Shanghai moves like a city that has not decided whether it is finished yet. The Bund is all colonial stone and river fog in the morning; the towers across the water are all glass and light after dark. In between is the French Concession — plane trees lining the sidewalks, a lane house converted to a coffee shop, the smell of rain on stone. You will eat something here that you cannot explain precisely and will think about for weeks afterward.
The classical gardens of Suzhou were designed to produce a specific feeling: the sense that you have stepped sideways into a different relationship with time. Water moves through them slowly. The framing of rocks and plants through windows is deliberate — each view is composed. Outside the gardens, the canal streets are narrow and wet-stone and still residential. Old women hang laundry over the water. The canal is working infrastructure, not scenery.
West Lake is better at dawn than at any other time — before the tour boats, when the mist is still on the water and the Su Causeway is quiet enough that you can hear the birds. The tea fields above the city are a different kind of quiet: geometric and green and smelling of fresh leaf. In the afternoon the light on the lake is gold. The Song dynasty poets wrote about this and were not exaggerating.

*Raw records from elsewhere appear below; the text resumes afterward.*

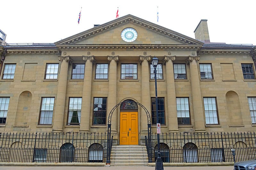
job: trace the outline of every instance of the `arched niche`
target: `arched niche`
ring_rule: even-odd
[[[243,125],[243,119],[239,97],[237,94],[232,91],[226,94],[226,101],[230,126]]]
[[[32,100],[32,94],[29,91],[24,91],[20,95],[15,119],[15,126],[28,126],[30,120],[29,114]]]

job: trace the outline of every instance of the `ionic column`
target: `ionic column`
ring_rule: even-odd
[[[56,104],[54,113],[52,131],[61,132],[63,131],[63,119],[65,109],[68,63],[71,63],[72,60],[69,56],[59,56],[59,60],[61,62],[61,64],[58,80],[59,83],[57,96],[55,99]]]
[[[108,60],[109,62],[109,74],[108,78],[108,95],[107,101],[107,121],[108,114],[112,109],[116,105],[116,65],[117,62],[119,61],[118,56],[108,56]],[[111,119],[111,131],[116,132],[117,120],[116,110],[114,111],[112,115]],[[106,122],[108,123],[108,122]]]
[[[150,56],[140,56],[141,64],[141,103],[146,108],[149,114],[150,112],[151,103],[149,89],[149,70],[148,62]],[[146,113],[142,110],[140,114],[140,124],[141,133],[148,132],[148,117]]]
[[[92,91],[92,79],[93,56],[83,56],[83,60],[85,62],[84,76],[83,88],[82,106],[81,108],[81,118],[79,131],[83,132],[90,132],[90,114]]]
[[[191,76],[192,98],[193,101],[195,130],[196,132],[204,132],[204,111],[200,89],[199,76],[196,61],[199,61],[200,56],[189,56],[187,61],[190,62],[189,67]]]
[[[166,62],[166,83],[167,90],[167,106],[168,109],[169,132],[179,131],[176,107],[176,93],[174,82],[174,73],[172,61],[176,56],[165,56]]]

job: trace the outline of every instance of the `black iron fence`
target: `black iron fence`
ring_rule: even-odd
[[[104,162],[107,134],[0,133],[0,162]]]
[[[160,153],[164,162],[234,162],[256,159],[255,132],[173,133],[160,135]],[[145,137],[148,161],[155,162],[157,153],[156,134],[151,140]],[[150,148],[148,147],[151,143]],[[150,154],[151,153],[151,154]]]

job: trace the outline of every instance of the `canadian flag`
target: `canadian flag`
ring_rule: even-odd
[[[119,18],[119,15],[118,14],[118,7],[117,7],[117,11],[116,12],[116,18]]]

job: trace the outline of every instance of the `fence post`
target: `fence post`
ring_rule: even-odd
[[[222,136],[222,132],[220,132],[220,136],[221,137],[221,143],[222,144],[222,161],[224,162],[226,161],[225,159],[225,152],[224,152],[224,145],[223,144],[223,138]]]
[[[185,132],[183,132],[183,137],[184,138],[184,145],[185,146],[185,145],[186,145],[186,140],[185,140]],[[187,163],[187,153],[186,153],[186,152],[187,152],[187,150],[186,149],[186,147],[185,147],[185,150],[184,149],[183,149],[183,152],[185,152],[185,162]],[[184,156],[184,155],[183,155],[183,156]]]
[[[33,159],[32,160],[32,162],[35,162],[35,157],[36,156],[35,155],[35,153],[36,152],[36,136],[37,135],[37,132],[36,132],[36,136],[35,136],[35,144],[34,145],[34,149],[33,150],[34,152],[33,152]]]

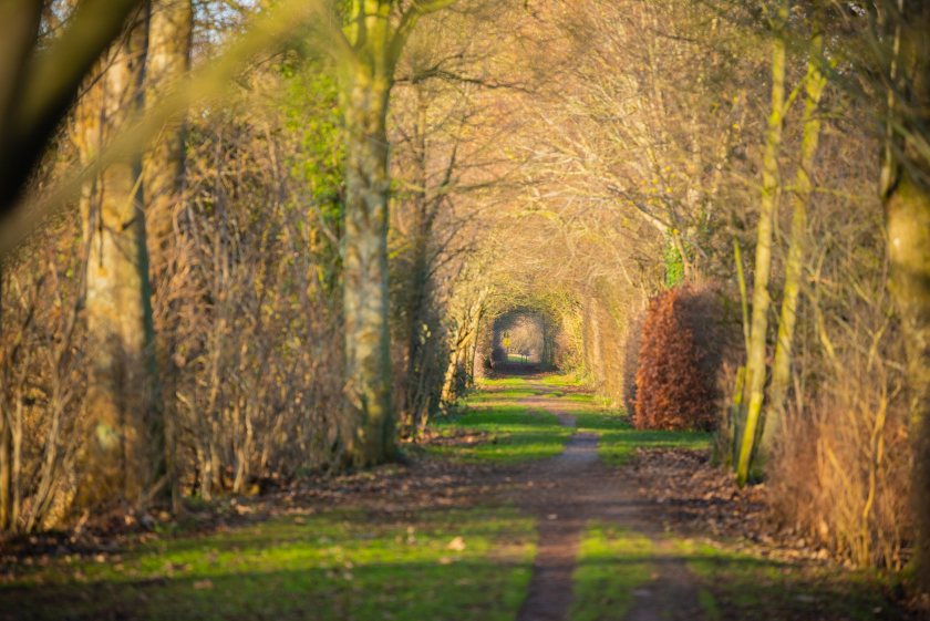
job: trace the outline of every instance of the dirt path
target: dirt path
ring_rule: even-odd
[[[530,384],[537,392],[546,386]],[[545,396],[520,400],[575,428],[570,404]],[[638,496],[616,469],[598,458],[598,436],[572,434],[565,451],[534,463],[518,482],[518,501],[539,520],[539,542],[529,592],[517,621],[566,621],[572,602],[572,573],[586,524],[597,519],[642,532],[655,541],[653,580],[633,592],[630,621],[700,620],[698,586],[684,562],[660,540]]]

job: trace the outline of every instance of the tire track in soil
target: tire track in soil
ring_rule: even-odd
[[[546,386],[530,383],[536,392]],[[569,428],[575,416],[545,396],[521,399],[530,411],[546,411]],[[535,462],[515,482],[517,501],[537,518],[539,541],[527,598],[517,621],[568,621],[572,602],[572,573],[581,535],[589,520],[602,520],[638,530],[655,542],[652,581],[633,591],[628,621],[700,621],[703,611],[698,583],[684,560],[670,550],[653,520],[614,468],[598,458],[598,436],[576,432],[565,451]]]

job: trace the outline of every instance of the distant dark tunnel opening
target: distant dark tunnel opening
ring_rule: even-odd
[[[516,308],[497,315],[484,338],[483,366],[494,375],[556,369],[556,330],[544,312]]]

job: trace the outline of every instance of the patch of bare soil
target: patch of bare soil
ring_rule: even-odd
[[[539,397],[523,399],[520,404],[556,415],[564,426],[575,426],[569,404],[554,407],[551,400]],[[659,536],[629,482],[600,462],[597,447],[597,435],[576,433],[565,452],[530,464],[517,477],[514,498],[525,510],[535,514],[539,524],[533,578],[517,621],[568,618],[578,548],[590,520],[610,521]],[[634,593],[634,606],[627,618],[633,621],[702,619],[696,581],[684,562],[673,555],[655,560],[654,578]]]

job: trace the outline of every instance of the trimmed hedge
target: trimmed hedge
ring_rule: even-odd
[[[676,287],[650,300],[637,369],[637,428],[710,431],[715,426],[715,374],[707,363],[707,339],[696,339],[694,332],[702,322],[714,332],[710,325],[714,320],[706,317],[707,304],[702,300],[705,294]]]

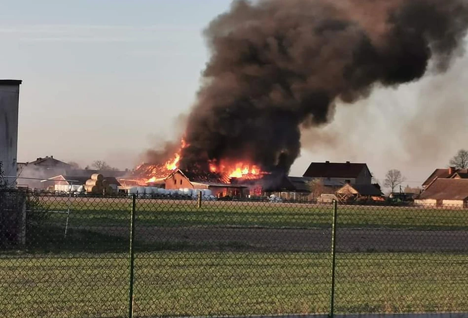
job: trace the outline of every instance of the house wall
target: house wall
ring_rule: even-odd
[[[209,187],[213,195],[218,197],[229,195],[234,197],[244,197],[246,195],[246,191],[241,188],[223,188],[222,187]]]
[[[437,200],[434,199],[416,199],[414,200],[414,204],[419,205],[436,206],[437,205]]]
[[[170,178],[166,179],[165,183],[166,189],[168,190],[178,190],[180,189],[195,189],[193,185],[190,183],[189,180],[180,172],[174,173]]]

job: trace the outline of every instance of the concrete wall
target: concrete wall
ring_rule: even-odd
[[[466,204],[463,200],[443,200],[442,205],[444,207],[463,208]]]
[[[5,176],[16,176],[18,111],[21,81],[0,80],[0,161]],[[6,179],[12,187],[14,179]]]
[[[427,205],[429,206],[435,206],[437,205],[437,200],[432,199],[426,199],[425,200],[416,199],[414,200],[415,204],[420,205]]]

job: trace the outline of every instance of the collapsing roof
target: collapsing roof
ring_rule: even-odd
[[[346,162],[312,162],[304,173],[309,178],[357,178],[363,170],[370,171],[365,163]]]

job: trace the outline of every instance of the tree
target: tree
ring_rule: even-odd
[[[93,168],[100,171],[117,170],[117,168],[111,167],[103,160],[95,160],[93,162],[93,164],[92,165],[93,166]]]
[[[394,192],[395,188],[404,182],[406,178],[401,175],[399,170],[392,169],[389,170],[385,175],[385,180],[384,185],[392,189],[392,192]]]
[[[456,169],[466,169],[468,168],[468,151],[465,149],[460,149],[450,159],[450,164],[451,167],[455,167]]]

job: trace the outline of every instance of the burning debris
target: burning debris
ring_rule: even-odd
[[[167,170],[286,174],[301,129],[331,120],[336,101],[419,79],[430,62],[446,70],[467,27],[465,0],[234,1],[205,31],[204,84]]]

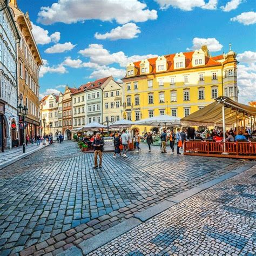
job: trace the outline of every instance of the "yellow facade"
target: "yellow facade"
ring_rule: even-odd
[[[237,101],[236,65],[231,50],[211,57],[205,46],[130,63],[123,79],[125,115],[132,121],[164,114],[183,118],[225,93]]]

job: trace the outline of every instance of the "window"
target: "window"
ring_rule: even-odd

Beijing is a city that knows it is the capital. The scale is intentional — the long avenues, the monumental squares, the Forbidden City which is large enough that you cannot see across it. But what stays with you is the hutongs: the lanes behind the drum tower where old Beijing still exists at the pace it always had, where the smell of coal smoke mixes with cooking and someone's radio is playing Peking opera from a window two floors up.